Engineering

Why onchain data needs an entity taxonomy for proper metric standardization

How we built an entity taxonomy and metric standardization to make every onchain metric Token Terminal publishes comparable.

Token Terminal

Why onchain data needs an entity taxonomy for proper metric standardization

When you analyze a public company, the taxonomy for the analysis exists outside the company itself. SEC filings (10-K) standardize the disclosure. GAAP defines the line items. GICS classifies the sector. CUSIP identifies the security. The categories you use to compare two companies are provided by regulators, accounting standards bodies, exchanges, and index providers, not by the companies themselves.

Onchain has none of that built in. The chain emits blocks, transactions, logs, and traces. None of those tell you what business activity a contract represents, what market sector a project belongs to, or how its numbers compare to a peer on a different chain.

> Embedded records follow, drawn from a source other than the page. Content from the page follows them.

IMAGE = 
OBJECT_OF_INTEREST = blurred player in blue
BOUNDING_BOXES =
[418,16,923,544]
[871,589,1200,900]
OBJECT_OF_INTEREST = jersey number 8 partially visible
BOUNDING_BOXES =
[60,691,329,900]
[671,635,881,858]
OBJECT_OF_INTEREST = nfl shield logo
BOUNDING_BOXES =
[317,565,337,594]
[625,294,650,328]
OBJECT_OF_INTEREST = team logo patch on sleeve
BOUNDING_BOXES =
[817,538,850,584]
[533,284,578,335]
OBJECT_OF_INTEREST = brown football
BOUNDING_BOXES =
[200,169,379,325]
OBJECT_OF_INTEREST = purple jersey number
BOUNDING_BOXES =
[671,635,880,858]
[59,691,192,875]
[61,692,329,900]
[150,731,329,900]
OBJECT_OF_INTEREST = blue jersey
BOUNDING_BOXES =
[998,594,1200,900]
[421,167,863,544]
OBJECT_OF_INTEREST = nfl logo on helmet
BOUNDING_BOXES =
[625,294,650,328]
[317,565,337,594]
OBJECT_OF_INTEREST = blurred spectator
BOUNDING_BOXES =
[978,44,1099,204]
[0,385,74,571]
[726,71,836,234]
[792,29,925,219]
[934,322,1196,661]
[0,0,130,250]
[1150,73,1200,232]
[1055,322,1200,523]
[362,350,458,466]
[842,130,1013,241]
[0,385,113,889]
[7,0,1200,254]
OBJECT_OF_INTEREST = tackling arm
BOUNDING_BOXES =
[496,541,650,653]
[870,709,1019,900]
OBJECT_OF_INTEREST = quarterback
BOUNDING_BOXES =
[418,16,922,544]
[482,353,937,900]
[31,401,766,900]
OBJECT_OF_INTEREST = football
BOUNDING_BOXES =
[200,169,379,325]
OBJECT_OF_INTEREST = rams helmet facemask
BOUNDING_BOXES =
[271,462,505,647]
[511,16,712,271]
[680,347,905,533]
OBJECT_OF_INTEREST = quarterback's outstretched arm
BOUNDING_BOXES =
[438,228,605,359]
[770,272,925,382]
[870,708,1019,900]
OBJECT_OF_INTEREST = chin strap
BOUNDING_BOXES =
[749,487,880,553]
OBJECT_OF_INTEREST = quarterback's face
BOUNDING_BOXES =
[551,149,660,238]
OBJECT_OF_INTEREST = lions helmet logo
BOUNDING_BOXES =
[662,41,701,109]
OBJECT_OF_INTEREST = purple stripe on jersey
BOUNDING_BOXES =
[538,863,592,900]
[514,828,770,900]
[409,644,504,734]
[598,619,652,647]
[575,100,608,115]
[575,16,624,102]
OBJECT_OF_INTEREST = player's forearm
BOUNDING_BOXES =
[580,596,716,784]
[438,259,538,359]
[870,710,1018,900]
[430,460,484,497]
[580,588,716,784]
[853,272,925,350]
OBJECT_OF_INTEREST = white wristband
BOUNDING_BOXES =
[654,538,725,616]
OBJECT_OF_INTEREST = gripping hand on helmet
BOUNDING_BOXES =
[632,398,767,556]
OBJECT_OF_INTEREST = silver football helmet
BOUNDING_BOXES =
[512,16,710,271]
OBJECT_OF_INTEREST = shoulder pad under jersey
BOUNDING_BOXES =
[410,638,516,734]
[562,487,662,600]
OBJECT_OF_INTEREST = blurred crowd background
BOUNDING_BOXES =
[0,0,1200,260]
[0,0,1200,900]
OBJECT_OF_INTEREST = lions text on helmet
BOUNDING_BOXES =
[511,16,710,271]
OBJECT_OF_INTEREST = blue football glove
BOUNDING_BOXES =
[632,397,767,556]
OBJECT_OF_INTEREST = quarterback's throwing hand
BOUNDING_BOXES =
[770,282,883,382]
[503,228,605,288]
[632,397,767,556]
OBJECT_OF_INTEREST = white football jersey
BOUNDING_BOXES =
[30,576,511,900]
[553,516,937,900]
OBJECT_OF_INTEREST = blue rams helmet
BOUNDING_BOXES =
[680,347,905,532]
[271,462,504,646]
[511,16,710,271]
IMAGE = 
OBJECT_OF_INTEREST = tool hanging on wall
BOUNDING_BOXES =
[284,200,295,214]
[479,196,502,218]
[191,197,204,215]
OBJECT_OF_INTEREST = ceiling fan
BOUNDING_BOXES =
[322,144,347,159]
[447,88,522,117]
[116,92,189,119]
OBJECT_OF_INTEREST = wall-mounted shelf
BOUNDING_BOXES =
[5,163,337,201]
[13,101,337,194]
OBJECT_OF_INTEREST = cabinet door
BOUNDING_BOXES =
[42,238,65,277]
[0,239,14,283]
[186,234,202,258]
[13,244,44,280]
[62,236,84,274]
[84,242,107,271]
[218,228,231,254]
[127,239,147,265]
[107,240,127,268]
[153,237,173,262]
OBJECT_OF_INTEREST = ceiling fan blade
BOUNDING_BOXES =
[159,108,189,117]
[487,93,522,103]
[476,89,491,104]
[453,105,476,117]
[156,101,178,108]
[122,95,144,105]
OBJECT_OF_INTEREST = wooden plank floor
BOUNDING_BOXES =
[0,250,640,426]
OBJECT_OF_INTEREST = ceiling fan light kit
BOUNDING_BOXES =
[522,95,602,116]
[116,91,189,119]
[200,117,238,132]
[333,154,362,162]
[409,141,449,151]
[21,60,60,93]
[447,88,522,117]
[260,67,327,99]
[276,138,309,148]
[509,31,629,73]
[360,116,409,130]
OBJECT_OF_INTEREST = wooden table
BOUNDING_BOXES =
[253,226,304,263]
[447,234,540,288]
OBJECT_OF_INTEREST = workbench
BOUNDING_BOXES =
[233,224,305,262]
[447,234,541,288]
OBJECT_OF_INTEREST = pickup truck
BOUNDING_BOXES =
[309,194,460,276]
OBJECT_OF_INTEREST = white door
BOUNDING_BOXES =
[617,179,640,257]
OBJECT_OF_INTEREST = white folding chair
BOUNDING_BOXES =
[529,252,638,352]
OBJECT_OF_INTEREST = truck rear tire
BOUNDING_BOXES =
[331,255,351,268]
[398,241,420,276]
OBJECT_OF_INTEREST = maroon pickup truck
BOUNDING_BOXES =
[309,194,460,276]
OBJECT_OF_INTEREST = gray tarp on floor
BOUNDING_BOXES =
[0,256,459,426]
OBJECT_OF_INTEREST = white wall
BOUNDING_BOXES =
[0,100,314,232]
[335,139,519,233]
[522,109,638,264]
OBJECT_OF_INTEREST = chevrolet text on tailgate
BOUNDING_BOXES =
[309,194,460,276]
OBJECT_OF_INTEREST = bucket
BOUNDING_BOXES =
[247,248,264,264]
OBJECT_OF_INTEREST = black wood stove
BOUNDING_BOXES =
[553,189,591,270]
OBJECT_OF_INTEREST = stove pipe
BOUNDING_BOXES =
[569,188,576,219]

Most crypto data providers built their entity taxonomy on top of the technical primitives: blockchains, accounts, smart contracts, tokens. If the goal is producing comparable financial and usage metrics, this is the wrong starting point.

Modeling crypto protocols as businesses

Our thesis from the start was simple: analyze blockchains, applications, and asset issuers the way investors analyze companies. Does the protocol have users? What is its business model? What is its gross merchandise value (GMV)? What is its take rate? These are the questions an analyst asks of any business, and they were the questions we wanted to answer for blockchains, applications, and asset issuers.

The technical taxonomy could not answer them. We needed an entity model that matched how a financial analyst already thinks.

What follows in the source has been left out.